Datafin

Data Engineer III – Platform (CPT/JHB)

IT – Analyst, Data Management
Cape Town – Western Cape ~ Johannesburg – Gauteng

ENVIRONMENT:
A dynamic Financial Services provider seeks a highly analytical Data Engineer III whose core role will entail contributing to the design & development of new cloud workloads for Platform and Product teams, evolving data platforms and empowering data consumers.

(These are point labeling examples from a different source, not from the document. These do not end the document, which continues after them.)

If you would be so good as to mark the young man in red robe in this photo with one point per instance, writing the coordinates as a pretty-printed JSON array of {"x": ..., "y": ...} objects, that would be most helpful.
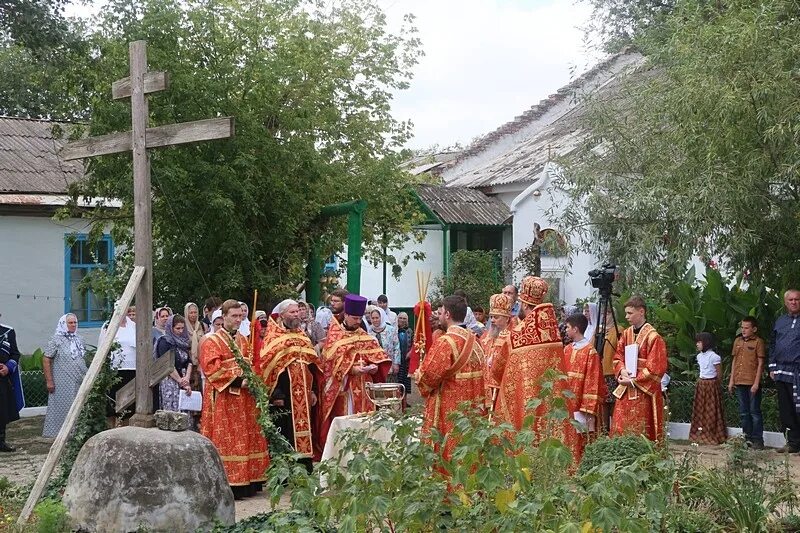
[
  {"x": 230, "y": 418},
  {"x": 640, "y": 406},
  {"x": 585, "y": 380},
  {"x": 495, "y": 338},
  {"x": 352, "y": 358},
  {"x": 452, "y": 372},
  {"x": 534, "y": 346},
  {"x": 288, "y": 364}
]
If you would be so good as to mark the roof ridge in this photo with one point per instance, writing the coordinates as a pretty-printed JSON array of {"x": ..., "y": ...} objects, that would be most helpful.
[{"x": 537, "y": 110}]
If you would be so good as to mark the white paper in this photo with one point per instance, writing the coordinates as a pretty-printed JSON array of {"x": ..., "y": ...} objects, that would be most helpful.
[
  {"x": 584, "y": 419},
  {"x": 190, "y": 403},
  {"x": 632, "y": 359}
]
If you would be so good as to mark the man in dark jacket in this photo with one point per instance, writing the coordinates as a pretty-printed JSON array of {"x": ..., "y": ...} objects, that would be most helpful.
[
  {"x": 9, "y": 375},
  {"x": 784, "y": 368}
]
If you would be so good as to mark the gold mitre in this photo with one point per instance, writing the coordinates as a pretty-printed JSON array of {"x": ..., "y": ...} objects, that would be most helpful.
[
  {"x": 500, "y": 305},
  {"x": 533, "y": 290}
]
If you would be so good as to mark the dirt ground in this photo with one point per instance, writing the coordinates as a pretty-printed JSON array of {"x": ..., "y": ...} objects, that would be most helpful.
[{"x": 22, "y": 466}]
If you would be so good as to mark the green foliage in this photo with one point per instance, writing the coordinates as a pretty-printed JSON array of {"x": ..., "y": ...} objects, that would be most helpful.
[
  {"x": 310, "y": 87},
  {"x": 51, "y": 517},
  {"x": 32, "y": 362},
  {"x": 477, "y": 272},
  {"x": 278, "y": 445},
  {"x": 618, "y": 22},
  {"x": 624, "y": 449},
  {"x": 700, "y": 155},
  {"x": 742, "y": 496},
  {"x": 713, "y": 306},
  {"x": 91, "y": 421}
]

The successful incumbent must possess a Bachelor’s Degree in IT with a minimum of at least 3 years’ proven experience in Computer Programming and Data Engineering including proven experience in AWS data stack (AWS Glue, AWS Redshift, AWS S3, AWS LakeFormation), Operationalizing Batch and/or Realtime data pipelines, Python, PySpark, or Scala, Version Control in Git, and CI/CD deployment and any Infrastructure as Code tool.
 
DUTIES:
  • Contribute to the design and development of new cloud workloads for Platform and Product teams, to empower data consumers using data platforms to deliver client value.
  • Maintain and manage the existing cloud data environments and enable data producers to easily contribute to these environments.
  • Contribute to evolving the data platforms through sharing of knowledge, contributing new data features, and enhancing/streamlining existing processes e.g., improved re-use of code.
 
REQUIREMENTS:
Qualifications –
  • Bachelor’s Degree in Information Technology or Information Technology – Programming.
 
Experience/Skills –
  • At least 3 years’ proven experience in Computer Programming and Data Engineering, together with a relevant 3-year tertiary qualification OR At least 4 – 5 years’ proven experience in Computer Programming and Data Engineering.
  • Application Development with scripting languages (Python).
  • Relational database management systems.
  • Provisioning cloud resources using Infrastructure as Code (Terraform).
  • Core AWS services (S3, EC2, VPC, IAM).
  • Cloud data lake and warehouse concepts.
  • Software Testing practices.
  • Basic Terminal/bash usage.
  • Software Version Control systems (Git) and deployment tools (CI/CD).
  • Structured vs Unstructured data.
Proven experience in:
  • AWS data stack (AWS Glue, AWS Redshift, AWS S3, AWS LakeFormation).
  • Operationalizing Batch and/or Realtime data pipelines.
  • Python, PySpark, or Scala.
  • Version Control in Git, and CI/CD deployment.
  • Any Infrastructure as Code tool.
 
Ideal to have –
  • Honours Degree in Information Technology – Computer Science or Information Technology – Systems Engineering.
  • At least 3 years’ proven experience in Cloud Data Engineering, particularly in AWS, together with a relevant 3-year tertiary qualification OR At least 4-5 years’ proven experience in Cloud Data Engineering, particularly in AWS.
  • Proven experience in:
    • Apache Spark, Hudi, Presto
    • Distributed Systems (Apache Hadoop, Amazon EMR)
    • Advanced shell scripting
    • Infrastructure as Code (Terraform)
  • AWS serverless services (Step Functions, Lambda, EventBridge, API Gateway).
  • AWS data lake and warehousing services (Glue, LakeFormation, EMR).
  • Data lake and warehouse architecture.
  • AWS Well-Architected Framework.
  • Collaboration tools (JIRA, Confluence, Draw.io).
  • Trusted insights into Data Governance, Data Management, Data Quality, Data Security and Master Data Management.
  • Computer Literacy (MS Word, MS Excel, MS Outlook).
  • Solid understanding of: Banking systems environment, Banking business model.
 
ATTRIBUTES:
  • Analytical.
  • Communications skills.
  • Interpersonal & Relationship Management skills.
  • Problem solving skills.